Brain dumps are therapeutic, if you do it right. It allows a release, an unstructured release of the clouds that trail you through the day. Life demands structure, and structure demands discipline. Both have their place, but did you notice how beautifully random the structure of nature appears? It has probably the most complex system of checks and balances we’ll ever encounter, yet it thrives if appreciated, especially where such appreciation simply demands that it be left to find its own way.
People can’t function like that. If left to find our own way, most are inclined to believe that no one cares. Hardly anyone recognises the freedom in that. I find myself caught in a health cycle that is unfamiliar to me. Having had an acute focus for many years now on the physiological impact that our emotions and thought patterns have on us, I lost sight of what keeps us above ground when it comes to navigating through that space. It’s so easy to get pulled into the quicksand that we’re always warning others about.
Recurrent failures at building relationships that are not optional can create gaps in your soul that you don’t notice until the possibility of filling those gaps erodes almost completely. The decision on which relationships are optional and which are not is a simple one that is tied to our value systems. My need for authenticity will not allow me to be selective as to when I accept and embrace my responsibilities towards others, or when I set it aside for convenience’s sake. I am perfectly capable of abandoning or morphing my value system into one that is more convenient, but I know that the moment I do that, I will lose any legitimate claim to cry foul when others do the same.
Optional relationships are the ones that hold no yoke over us if we neglect it. If there is no tie of kinship or contract, we are not under any obligation to care for or contribute to such relationships. Communal obligation, that is. Strange though that it seems like optional relationships tend to get the most investment these days. It seems as if these they provide us with needed distractions from the relationships grounded in responsibility and compulsion. There seems to be a demand for attention or reciprocation at every turn, mostly out of obligation rather than passion or purpose.

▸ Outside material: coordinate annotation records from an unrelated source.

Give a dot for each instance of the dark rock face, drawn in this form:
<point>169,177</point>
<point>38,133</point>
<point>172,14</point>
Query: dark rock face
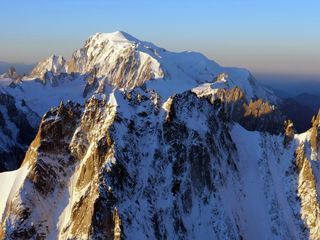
<point>17,132</point>
<point>145,169</point>
<point>255,115</point>
<point>45,178</point>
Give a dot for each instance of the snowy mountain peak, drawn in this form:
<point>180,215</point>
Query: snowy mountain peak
<point>118,36</point>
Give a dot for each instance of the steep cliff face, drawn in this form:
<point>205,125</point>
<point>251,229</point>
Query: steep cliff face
<point>18,126</point>
<point>130,165</point>
<point>153,145</point>
<point>53,64</point>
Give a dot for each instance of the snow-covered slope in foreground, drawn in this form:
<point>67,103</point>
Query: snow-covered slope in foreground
<point>128,165</point>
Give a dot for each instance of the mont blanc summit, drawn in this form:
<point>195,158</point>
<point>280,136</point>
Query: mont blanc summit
<point>127,140</point>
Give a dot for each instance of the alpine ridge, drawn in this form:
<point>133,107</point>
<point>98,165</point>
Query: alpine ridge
<point>137,142</point>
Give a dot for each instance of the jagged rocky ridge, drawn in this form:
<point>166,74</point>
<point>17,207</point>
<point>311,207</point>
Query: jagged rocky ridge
<point>133,167</point>
<point>151,162</point>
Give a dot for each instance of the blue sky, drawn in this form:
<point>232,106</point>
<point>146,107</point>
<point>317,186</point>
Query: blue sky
<point>275,36</point>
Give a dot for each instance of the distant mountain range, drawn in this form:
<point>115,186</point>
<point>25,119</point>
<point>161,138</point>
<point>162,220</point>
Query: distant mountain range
<point>21,68</point>
<point>127,140</point>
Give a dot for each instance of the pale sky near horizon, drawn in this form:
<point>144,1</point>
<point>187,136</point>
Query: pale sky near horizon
<point>275,36</point>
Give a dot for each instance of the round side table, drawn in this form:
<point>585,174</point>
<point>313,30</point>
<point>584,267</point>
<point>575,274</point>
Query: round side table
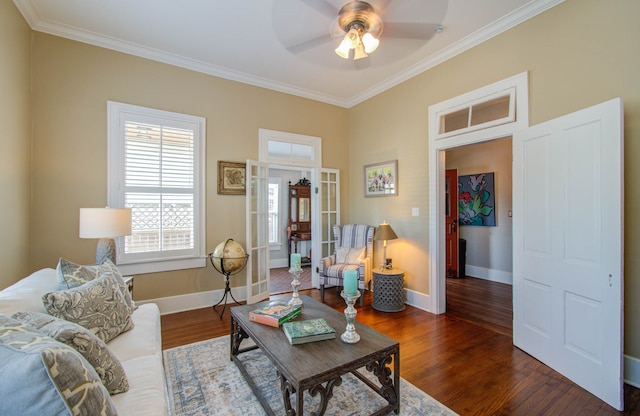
<point>388,290</point>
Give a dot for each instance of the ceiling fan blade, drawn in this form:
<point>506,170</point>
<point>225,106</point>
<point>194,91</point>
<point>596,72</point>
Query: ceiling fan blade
<point>324,7</point>
<point>409,30</point>
<point>362,63</point>
<point>380,6</point>
<point>309,44</point>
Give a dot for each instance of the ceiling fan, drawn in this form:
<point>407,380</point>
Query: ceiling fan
<point>360,26</point>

It seems I’ve even forgotten how to do a brain dump. My health has been less than satisfactory recently, and almost all of it has been associated with a collage of duress that has coloured my life for a long time now. Each tile in the collage stems from an investment I made in others, some in a personal setting while others in a professional setting. Watching trust replaced by loyalty to the prevailing authority is commonplace these days. I’ve had to remind myself often in recent months that more should not be expected from the ones that worship titles and pursue labels and acronyms. But it’s the contagion of human nature. The moment we see beyond the superficial gusto that people present as their armour of confidence, it’s difficult not to sympathise with the child within.

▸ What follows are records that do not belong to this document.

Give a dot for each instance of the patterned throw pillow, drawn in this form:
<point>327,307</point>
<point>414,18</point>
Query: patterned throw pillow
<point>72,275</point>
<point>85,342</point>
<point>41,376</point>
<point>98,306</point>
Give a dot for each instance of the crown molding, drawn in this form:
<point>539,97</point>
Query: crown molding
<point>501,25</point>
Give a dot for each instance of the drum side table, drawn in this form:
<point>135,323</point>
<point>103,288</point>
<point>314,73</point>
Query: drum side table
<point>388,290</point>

Too many times have I witnessed people reaching an old age while still not yet having achieved the state of being a fully formed adult. The difficulty lies in the rarity of adults. Most are overgrown children waiting for some childhood need to come to pass, while grudgingly accepting the responsibility that accumulates with the years. All the while, the essence of our lives are spent in waiting for others to do right by us. It rarely happens.
Those that have crumbling spines suffer from a deficiency of bone density because they lack the courage to build what only they can build. The more we tell our bodies that we’re not good enough, the less our bodies will respond favourably when we need it to. If it is true that the soul is the seat of intelligence and the body merely a vessel for expression, then it stands to reason that we have the power to enable our bodies for good, or to turn it on itself in order to express the weakness we harbour within.
I’ve been waiting with warranted hope that some relationships would have finally blossomed into the beauty that it once promised, but I forgot along the way that I was not the defining influence in those relationships. What contaminated it from without, I assumed to be a deficiency within the relationship, when in fact the only deficiency was that I held others to a standard that they did not subscribe to for themselves.
The contention built up within me, slowly sapping my clarity of thought, then my energy, then my creative expression, gnawing away at my memory, and finally imposing the weight of its imbalance on my body which eventually caved in under all the pressure. It sounds like a dramatic description of the flu, but the reality is that it takes a chorus of failed expectations to wear me down, never just a single one.
Those that succumb to a single betrayal have invested too much in a single part of their life. Worse than just the investment, they divested from their own lives. They assumed that entrusting another with more than their affection, in fact with everything they needed to breathe seemed like the ultimate expression of commitment to an outcome desired by both, but invested in by only one.
Ill health is a sign of imbalance in the way we live our lives. Disease stands a greater chance of invading our bodies when our immune systems are focused on fighting the disruption we’ve created within. When we live under duress, we become easy pickings for our enemies. Be they disease or spineless creatures, the net effect is the same. We succumb to circumstances that would otherwise be opportunities for growth. The answer is so simple, yet so elusive.